PPP chairman Zulfikar Ali Bhutto was perhaps the first popular leader who won the hearts of the people of this constituency. The slogan of roti, kapra aur makan, and nomination of nonentities as local party leaders was enough to make people support him in 1970. And because of this support the constituency was considered to be a stronghold of the party.

The spadework by Mian Shahbaz thus made NA-119 a stronghold of the PML, with supporters ready to do anything for the Sharif family. Many were made deputy mayors, given jobs, vehicles under the yellow cab scheme and so on and so forth.

At present, Badar’s son is running his election campaign from the family’s Delhi Gate residence which he had left after becoming federal minister in 1988. The campaign is confined to the area and efforts are being made to woo the estranged old fellows in the constituency.

Badar’s campaign is being run on his single service to the Walled City, the provision of gas during his first tenure as federal minister from 1988 to 1990.

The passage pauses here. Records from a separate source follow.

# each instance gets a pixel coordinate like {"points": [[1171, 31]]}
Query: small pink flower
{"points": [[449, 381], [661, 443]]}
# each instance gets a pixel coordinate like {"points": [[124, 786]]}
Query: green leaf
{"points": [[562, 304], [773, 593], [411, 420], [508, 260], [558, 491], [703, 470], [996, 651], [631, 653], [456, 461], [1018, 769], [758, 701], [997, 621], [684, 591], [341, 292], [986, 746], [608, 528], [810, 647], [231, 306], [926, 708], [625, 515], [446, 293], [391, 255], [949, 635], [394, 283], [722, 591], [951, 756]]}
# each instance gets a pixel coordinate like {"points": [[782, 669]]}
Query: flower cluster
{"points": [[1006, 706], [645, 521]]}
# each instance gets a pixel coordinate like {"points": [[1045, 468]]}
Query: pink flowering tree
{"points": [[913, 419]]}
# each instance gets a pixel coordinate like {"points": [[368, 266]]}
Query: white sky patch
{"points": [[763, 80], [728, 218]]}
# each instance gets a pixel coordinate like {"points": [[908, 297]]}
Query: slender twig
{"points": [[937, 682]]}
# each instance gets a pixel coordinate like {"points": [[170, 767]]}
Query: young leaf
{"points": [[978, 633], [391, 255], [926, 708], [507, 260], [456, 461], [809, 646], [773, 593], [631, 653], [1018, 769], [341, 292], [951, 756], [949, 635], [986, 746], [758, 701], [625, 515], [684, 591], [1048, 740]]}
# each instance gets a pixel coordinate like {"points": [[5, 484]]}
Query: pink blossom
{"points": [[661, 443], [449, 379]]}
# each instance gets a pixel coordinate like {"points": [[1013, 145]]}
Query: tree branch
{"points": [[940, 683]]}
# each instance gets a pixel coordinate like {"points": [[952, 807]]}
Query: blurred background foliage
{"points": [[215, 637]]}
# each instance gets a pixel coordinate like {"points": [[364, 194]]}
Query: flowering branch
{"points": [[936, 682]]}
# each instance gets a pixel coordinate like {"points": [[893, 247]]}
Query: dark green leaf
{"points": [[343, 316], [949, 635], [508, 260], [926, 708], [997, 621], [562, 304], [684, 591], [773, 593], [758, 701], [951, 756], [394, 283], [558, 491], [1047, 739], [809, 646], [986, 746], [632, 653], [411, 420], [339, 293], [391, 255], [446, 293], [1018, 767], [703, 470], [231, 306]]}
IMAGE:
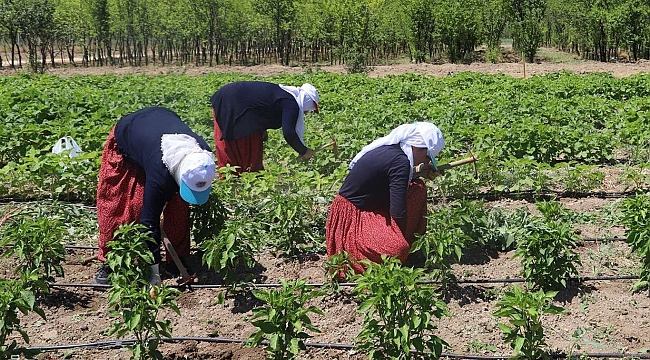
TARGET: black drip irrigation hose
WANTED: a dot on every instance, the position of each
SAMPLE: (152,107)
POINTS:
(353,284)
(586,239)
(114,344)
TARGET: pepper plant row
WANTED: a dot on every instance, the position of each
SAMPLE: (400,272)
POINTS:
(545,132)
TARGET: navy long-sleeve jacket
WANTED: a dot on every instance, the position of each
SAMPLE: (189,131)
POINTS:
(379,180)
(138,136)
(246,107)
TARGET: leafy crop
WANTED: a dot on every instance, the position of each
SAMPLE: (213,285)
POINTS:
(37,244)
(135,302)
(398,312)
(547,255)
(231,251)
(15,298)
(636,216)
(523,330)
(284,319)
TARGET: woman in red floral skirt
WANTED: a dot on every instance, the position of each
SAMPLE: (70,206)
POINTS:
(151,161)
(382,203)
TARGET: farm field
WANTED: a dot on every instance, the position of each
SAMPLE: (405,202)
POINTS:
(559,153)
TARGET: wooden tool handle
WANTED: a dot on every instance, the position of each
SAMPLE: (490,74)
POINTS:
(452,164)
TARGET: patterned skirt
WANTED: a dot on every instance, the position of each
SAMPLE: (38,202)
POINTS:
(370,234)
(245,152)
(120,196)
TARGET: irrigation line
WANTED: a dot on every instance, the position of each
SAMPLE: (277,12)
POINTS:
(587,239)
(112,344)
(353,284)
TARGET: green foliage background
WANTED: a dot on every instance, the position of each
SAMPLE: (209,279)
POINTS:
(358,34)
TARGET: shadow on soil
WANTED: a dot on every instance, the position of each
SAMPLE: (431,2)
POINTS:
(468,294)
(67,299)
(478,256)
(574,288)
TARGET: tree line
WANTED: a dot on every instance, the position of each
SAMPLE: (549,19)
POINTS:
(357,33)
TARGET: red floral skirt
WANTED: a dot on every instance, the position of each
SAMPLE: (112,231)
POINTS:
(245,152)
(370,234)
(120,196)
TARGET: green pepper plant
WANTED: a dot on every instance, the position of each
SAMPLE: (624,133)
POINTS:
(636,217)
(547,254)
(15,298)
(137,303)
(399,312)
(285,319)
(37,244)
(523,329)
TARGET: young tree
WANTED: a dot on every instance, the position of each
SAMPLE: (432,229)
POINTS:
(494,18)
(527,17)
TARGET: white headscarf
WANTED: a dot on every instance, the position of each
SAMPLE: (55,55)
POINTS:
(419,134)
(307,98)
(175,147)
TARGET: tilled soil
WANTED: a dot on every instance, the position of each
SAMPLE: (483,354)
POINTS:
(613,318)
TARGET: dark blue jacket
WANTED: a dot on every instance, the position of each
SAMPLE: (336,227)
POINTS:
(138,136)
(247,107)
(379,180)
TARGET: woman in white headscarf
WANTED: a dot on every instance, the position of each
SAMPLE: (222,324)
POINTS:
(152,164)
(382,203)
(243,112)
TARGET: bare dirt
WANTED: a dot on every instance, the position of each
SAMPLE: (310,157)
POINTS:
(613,318)
(511,66)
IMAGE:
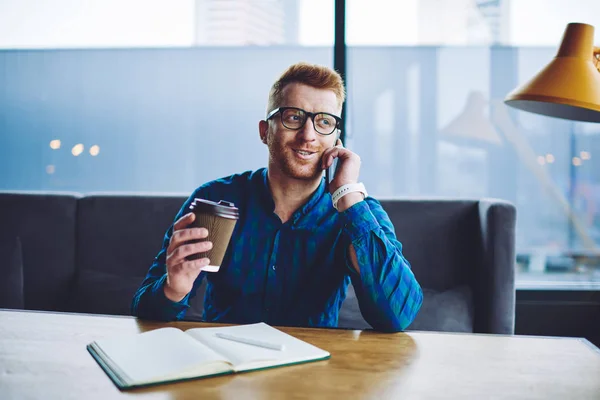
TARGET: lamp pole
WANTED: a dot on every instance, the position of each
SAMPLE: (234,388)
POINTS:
(339,52)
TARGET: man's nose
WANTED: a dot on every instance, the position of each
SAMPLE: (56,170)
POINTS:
(308,132)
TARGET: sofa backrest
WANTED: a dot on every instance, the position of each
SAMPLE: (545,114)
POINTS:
(118,236)
(44,223)
(441,239)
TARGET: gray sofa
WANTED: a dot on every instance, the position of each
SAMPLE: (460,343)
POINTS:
(89,253)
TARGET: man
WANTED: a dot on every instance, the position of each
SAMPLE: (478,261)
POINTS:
(292,253)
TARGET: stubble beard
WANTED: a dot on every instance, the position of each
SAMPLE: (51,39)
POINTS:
(284,159)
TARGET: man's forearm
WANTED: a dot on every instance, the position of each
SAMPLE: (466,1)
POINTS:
(389,294)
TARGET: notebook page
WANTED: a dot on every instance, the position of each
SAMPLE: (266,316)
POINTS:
(157,354)
(244,356)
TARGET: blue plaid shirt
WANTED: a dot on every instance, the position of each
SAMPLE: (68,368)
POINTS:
(294,273)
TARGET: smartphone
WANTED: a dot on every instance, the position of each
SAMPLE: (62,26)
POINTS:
(330,173)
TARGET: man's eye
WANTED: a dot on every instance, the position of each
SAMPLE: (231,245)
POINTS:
(325,121)
(293,118)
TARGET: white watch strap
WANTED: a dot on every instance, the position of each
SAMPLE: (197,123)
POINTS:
(348,188)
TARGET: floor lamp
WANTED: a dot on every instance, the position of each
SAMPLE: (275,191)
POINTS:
(568,87)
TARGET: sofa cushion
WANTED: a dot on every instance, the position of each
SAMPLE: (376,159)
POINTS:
(448,311)
(45,224)
(11,271)
(121,234)
(103,293)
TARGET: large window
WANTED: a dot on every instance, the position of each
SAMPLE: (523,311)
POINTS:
(95,96)
(429,78)
(161,96)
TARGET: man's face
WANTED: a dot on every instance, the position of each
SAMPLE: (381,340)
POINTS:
(297,153)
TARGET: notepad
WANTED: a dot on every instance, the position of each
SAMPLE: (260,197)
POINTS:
(170,354)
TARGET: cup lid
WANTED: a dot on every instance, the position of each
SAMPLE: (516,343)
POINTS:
(223,208)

PML-N’s Khwaja Saad is playing the card of the mazloom Sharifs and trying to motivate silent PML supporters, especially in the Kashmiri strongholds of Gowalmandi, inside Mochi Gate and Misri Shah, and to divert their attention from his own record which many objected to. Jamaat-i-Islami’s limited number of voters are another support. The situation is fluid but his small corner meetings are the biggest so far.

The main biradaris are Kashmiri, Arain, Jat, Kambohs and Sheikh. They are evenly spread but Kashmiri pockets are Kashmiri Bazaar, Takia Sadhooan, Said Mittha, Gowalmandi and Tajpura. A large number of Kambohs live in Maidan Bhaian inside Mori Gate, Arains in Lohari Mandi and Jats in Shahalam Gate, Tajpura and Gowalmandi.